It was also a big week for rising sprint star Armani Anderson who battled a big head wind to run away with the silver medal in the under-18s 100m, finishing in a time of 12.47 seconds.
The time was more than half-a-second outside the 16-year-old's personal best of 11.91 seconds, but coach Gerrard Keating said the tough conditions had made racing hard.
The winning time was by Amaya Mearns from Queensland in 12.40 seconds, almost .7 of a second below her personal best. Anderson and Mearns had gone head-to-head across the championships with Anderson getting the nod in the heats.
Anderson's coach Gerrard Keating said he hoped the result would see his charge named in the Under-18 Oceania Championship team for the event in June.
"They've said they are keen to take the top two, I hope this result gives Armani an opportunity," he said. "The under-18s are going to be run alongside the open, so it would be great to have Armani to be able to rub shoulders with the elites."
One runner Keating is keen to catch-up with is his former charge Torrie Lewis, who at the weekend defeated the 100m world champion over 200m at a Diamond League meeting in China.
He said Anderson and Lewis were slightly different athletes in that Anderson is more a natural 100m sprinter, whereas Lewis is arguably better suited to the 200m distance, despite already being Australia's quickest ever over the 100m.
The junior results come after a huge week for Ballarat Athletics which saw both Cooper Sherman (400m) and Yual Reath (High Jump) take open gold medals, while evergreen Kathryn Mitchell won silver in the javelin.
All three could now be in line for an Olympic berth this season and all three should be named for the Oceania Championships which is the major lead-in event to the Olympics.

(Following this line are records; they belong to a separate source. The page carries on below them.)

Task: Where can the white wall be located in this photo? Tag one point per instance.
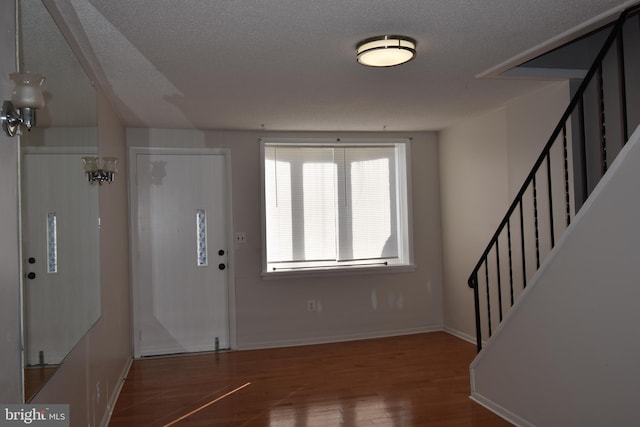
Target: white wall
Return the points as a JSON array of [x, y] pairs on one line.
[[91, 375], [568, 354], [10, 342], [473, 171], [273, 312], [483, 163]]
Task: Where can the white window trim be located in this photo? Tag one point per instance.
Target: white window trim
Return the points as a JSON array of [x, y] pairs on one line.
[[408, 266]]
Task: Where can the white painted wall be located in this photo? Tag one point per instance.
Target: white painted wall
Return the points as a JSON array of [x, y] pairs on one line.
[[473, 171], [10, 341], [273, 312], [483, 163], [90, 377], [568, 354]]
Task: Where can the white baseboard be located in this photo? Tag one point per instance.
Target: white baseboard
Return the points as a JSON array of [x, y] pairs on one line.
[[462, 335], [335, 338], [115, 394], [500, 411]]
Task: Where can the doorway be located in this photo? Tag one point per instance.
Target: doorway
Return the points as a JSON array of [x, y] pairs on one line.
[[181, 236]]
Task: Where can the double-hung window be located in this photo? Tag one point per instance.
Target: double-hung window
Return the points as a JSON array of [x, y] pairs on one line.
[[335, 204]]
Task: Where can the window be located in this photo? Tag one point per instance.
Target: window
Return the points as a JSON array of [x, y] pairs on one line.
[[333, 205]]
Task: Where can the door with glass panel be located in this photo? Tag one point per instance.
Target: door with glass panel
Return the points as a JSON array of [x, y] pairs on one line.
[[181, 235]]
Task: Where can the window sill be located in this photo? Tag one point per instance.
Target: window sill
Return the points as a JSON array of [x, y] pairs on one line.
[[337, 271]]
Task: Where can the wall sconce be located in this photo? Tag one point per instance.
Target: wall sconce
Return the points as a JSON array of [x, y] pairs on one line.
[[100, 169], [26, 99]]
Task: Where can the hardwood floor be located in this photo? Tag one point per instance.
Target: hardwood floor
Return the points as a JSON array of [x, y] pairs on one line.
[[414, 380]]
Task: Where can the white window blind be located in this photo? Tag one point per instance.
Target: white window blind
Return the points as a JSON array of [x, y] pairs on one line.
[[334, 205]]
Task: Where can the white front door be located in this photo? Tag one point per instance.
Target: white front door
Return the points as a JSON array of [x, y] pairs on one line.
[[181, 243]]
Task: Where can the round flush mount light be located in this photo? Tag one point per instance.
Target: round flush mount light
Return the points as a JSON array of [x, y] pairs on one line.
[[386, 51]]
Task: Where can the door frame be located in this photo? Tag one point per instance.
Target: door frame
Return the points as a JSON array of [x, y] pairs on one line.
[[134, 151]]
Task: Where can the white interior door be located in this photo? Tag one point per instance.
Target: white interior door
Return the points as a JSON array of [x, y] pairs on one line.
[[60, 239], [181, 292]]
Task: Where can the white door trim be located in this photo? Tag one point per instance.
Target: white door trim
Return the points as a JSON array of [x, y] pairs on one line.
[[133, 241]]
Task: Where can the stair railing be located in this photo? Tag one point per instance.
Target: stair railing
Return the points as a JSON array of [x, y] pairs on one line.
[[542, 208]]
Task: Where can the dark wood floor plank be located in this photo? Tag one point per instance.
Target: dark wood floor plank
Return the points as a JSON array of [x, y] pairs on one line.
[[413, 380]]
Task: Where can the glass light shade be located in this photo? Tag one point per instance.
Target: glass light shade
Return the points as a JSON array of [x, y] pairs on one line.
[[28, 90], [90, 164], [386, 51], [110, 164]]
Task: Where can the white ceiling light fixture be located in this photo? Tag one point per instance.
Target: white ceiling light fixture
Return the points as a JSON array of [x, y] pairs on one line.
[[386, 51]]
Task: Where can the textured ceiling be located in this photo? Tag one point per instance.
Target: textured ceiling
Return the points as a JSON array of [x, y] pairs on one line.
[[290, 64]]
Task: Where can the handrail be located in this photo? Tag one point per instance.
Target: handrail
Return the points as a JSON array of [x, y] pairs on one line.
[[595, 71]]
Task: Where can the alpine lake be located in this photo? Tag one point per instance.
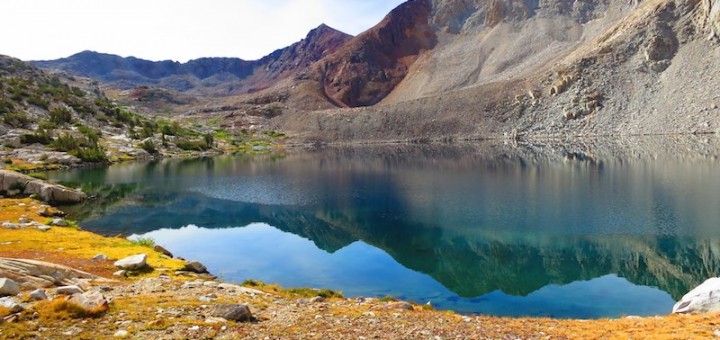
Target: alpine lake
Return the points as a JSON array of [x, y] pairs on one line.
[[589, 230]]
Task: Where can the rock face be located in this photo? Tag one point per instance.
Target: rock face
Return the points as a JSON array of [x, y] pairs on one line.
[[132, 262], [8, 287], [90, 302], [369, 66], [214, 75], [232, 312], [48, 192], [704, 298]]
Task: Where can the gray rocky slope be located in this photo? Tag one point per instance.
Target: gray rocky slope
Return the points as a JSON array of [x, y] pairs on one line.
[[546, 69]]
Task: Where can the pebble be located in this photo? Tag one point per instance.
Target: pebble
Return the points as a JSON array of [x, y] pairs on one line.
[[121, 333]]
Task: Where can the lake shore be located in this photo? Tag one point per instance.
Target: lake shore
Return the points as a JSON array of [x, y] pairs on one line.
[[167, 303]]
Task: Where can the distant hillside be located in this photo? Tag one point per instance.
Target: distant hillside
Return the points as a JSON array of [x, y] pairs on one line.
[[211, 76]]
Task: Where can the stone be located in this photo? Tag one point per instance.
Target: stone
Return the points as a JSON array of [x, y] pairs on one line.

"Realistically for Ballarat to have a 2.30m high jumper, just blows me away, he's world class now, the team of Yual and Paul Cleary is just phenomenal," Keating who made two 100m Commonwealth Games finals said.
"Then to see Cooper, to have another sprinter, for me to see that now and see someone dominating on the national stage, I'm just so, so proud of him. Every comp her goes to he's running in the Ballarat Harriers singlet, it's so great to see.
"And Kathryn is just such a professional, it would be wonderful to see her at a fourth Olympics
"Athletics is such a hard sport, it's so great to see so many Ballarat athletes at the top in this country."